I will respond to your post later with the evidence, which means I require some time to -research it and compile it.

[QUOTE=Surya Deva;57612]I will respond to your post later with the evidence, which means I require some time to -research it and compile it.[/QUOTE]

Here are some links that talk about the ice age, sea levels, etc.

Ice Age
Post-glacial Rebound

The word yoga now has evolved and transmuted from it’s original definition. To some it is an athletic exercise class, to others gentle stretching and breathing, to others sitting in a lotus position in meditation and to others it is yoga philosophy and the yamas and niyamas.

now has evolved

So the West gets to decide what Yoga means now :wink:

In India, Yoga still means what it is always meant: science of self-realization. It still has the classical scientific form given to it by Patanjali thousands of years ago.

Which meaning am I going to go with? The authentic one of course. Do you really think I am going to let the West decide what a 10,000 year old non-western tradition it did not even know until 200 years ago means?
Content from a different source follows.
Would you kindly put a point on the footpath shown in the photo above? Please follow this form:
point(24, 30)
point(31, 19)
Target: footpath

I made it very clear in another thread on the forum. As far as I am concerned anything the West has to say on the Yoga is at best secondary and supplimentary - a mere footnote to the grande 10,000 year epic tradition of Yoga.

If you are going to use our science of Yoga, you are going to use our definitions and immerse yourself in Hinduism, or stick to pilates(though it is inspired by Yoga :wink: )

Okay, I have looked at the evidence for vimanas and WMD as described in the literature and I think it is scarce and too circumstantial to make a positive case. So I will agree with you that we should leave it out of the picture.

I still believe there have been advanced civilisations on this earth in the past personally, but I accept there is no significant evidence for this.